I'm new to this so be easy on me! Just picked up a used Voyager, looking forward to trying ice fishing from a shelter.

I've decided on the Portable Buddy Heater, now I just need to know if I need the Buddy, or Big Buddy??

Buddy kicks out 4000 or 9000 BTU.

It's big brother kicks out 4000, 9000, and 18000 BTU.

I seriously haven't a clue which one I need, so if you have some advice I could sure use it.

Thanks in advance.


----------



## cattail (Aug 29, 2007)

I was also looking at getting a new heater for my ice house. I have a Mr.
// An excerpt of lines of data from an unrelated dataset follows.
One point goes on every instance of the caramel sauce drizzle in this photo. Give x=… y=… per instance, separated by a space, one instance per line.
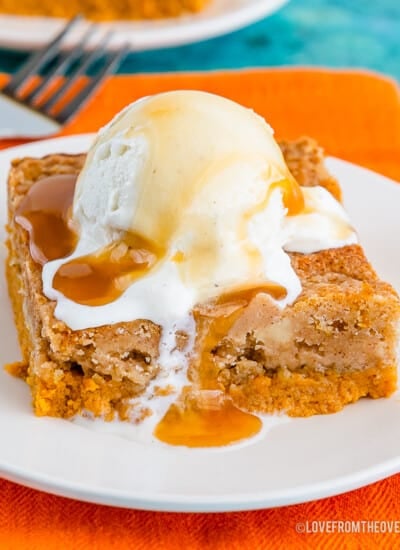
x=45 y=213
x=206 y=417
x=100 y=278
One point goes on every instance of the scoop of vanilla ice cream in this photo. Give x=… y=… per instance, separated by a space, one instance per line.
x=195 y=174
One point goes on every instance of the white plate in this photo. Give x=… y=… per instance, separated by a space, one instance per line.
x=220 y=17
x=301 y=460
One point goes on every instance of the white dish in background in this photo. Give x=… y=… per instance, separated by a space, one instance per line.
x=300 y=460
x=220 y=17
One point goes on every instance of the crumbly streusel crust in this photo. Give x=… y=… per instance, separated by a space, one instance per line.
x=334 y=344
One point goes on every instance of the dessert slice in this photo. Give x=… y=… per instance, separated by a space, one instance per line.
x=331 y=344
x=334 y=344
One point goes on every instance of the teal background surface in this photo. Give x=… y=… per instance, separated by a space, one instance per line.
x=333 y=33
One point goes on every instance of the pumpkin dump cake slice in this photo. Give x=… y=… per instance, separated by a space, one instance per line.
x=331 y=343
x=104 y=10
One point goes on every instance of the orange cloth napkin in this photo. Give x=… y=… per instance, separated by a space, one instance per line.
x=355 y=116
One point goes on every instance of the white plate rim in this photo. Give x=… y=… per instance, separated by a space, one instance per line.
x=21 y=32
x=193 y=503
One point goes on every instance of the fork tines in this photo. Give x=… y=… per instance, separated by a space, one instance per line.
x=73 y=64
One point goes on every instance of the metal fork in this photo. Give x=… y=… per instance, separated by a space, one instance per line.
x=37 y=110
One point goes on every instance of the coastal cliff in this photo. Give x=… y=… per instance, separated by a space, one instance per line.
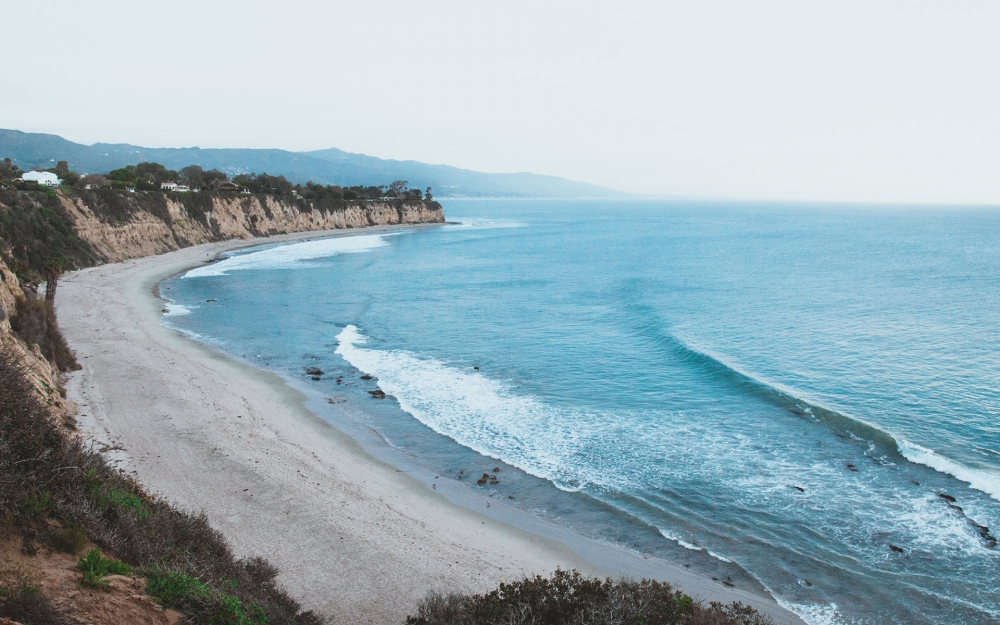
x=42 y=372
x=119 y=225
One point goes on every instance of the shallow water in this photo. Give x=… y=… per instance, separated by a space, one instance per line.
x=771 y=394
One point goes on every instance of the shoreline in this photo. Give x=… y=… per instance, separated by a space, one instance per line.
x=352 y=523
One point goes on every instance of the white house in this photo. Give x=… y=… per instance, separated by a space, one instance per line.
x=46 y=178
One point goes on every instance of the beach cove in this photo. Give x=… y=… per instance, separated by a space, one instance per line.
x=355 y=536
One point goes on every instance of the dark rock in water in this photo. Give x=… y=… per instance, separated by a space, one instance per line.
x=984 y=533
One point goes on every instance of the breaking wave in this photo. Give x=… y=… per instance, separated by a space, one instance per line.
x=291 y=256
x=479 y=413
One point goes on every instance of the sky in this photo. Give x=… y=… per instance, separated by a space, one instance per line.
x=872 y=101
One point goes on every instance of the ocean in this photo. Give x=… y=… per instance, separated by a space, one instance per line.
x=802 y=399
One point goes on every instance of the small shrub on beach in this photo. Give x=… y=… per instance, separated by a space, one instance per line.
x=69 y=539
x=571 y=599
x=95 y=566
x=176 y=590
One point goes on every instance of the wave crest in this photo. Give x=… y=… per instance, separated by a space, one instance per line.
x=291 y=256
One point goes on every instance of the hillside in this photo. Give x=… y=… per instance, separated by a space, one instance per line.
x=331 y=166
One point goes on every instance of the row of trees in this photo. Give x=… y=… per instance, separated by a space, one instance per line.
x=149 y=177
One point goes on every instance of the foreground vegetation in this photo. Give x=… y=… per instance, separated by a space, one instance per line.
x=571 y=599
x=55 y=492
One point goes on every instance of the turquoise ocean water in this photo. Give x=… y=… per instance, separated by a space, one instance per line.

Heater heater/cooker and love it. Lots of heat and you can cook sausage on them. But i just got a X-thermal last year and don't need as much heat and like the fact that the door could flap against the heater and melt a hole, so am considering a Big Buddy.

So my recommendation to you is a Big buddy over a little buddy, because I would rather be to hot than cold. I am also going to have the heater/cooker close in case i need more heat, or diner.

hope that helped :lol:


----------



## DuckBuster (Mar 18, 2003)

I have been running a big buddy in my Voyager for the last 3 years. A couple of my friends have been running the same heater in their Voyagers, too. Dependening on the day, you may not take off of low. They work really well in those houses.


----------



## Horker23 (Mar 2, 2006)

Second that!


----------



## Norm70 (Aug 26, 2005)

big buddy will heat it right up, but if you like to go with the wind whipping and when is -25 out i would have a propane burner one on backup. I would also buy and extention hose for the big buddy and use a 20lb tank and set it outside the house. I refilled 2x last winter and probably went fishing at least 3 days a week from 1st ice to last.


----------



## Riich (Nov 22, 2008)

Thanks! I guess I will opt for the bigger buddy then.


----------



## Shawn Hayes (Nov 28, 2008)

I would look into the Desa heaters. I own both the little buddy and the big buddy and if your heart is set on it definitely get the Big Buddy with the adapter for a bulk tank. If you fish every weekend your looking at hundreds of dollars worth of 1lb tanks at 18000btus. And it will take 18000 to heat that beast on cold days.
http://i247.photobucket.com/albums/gg15 ... heater.jpg


----------



## Riich (Nov 22, 2008)

Thanks, Shawn. I was planning on the conversion hose right away, I've been up that road before. I've got all kinds of 20 lb tanks around that I use with my smoker.


----------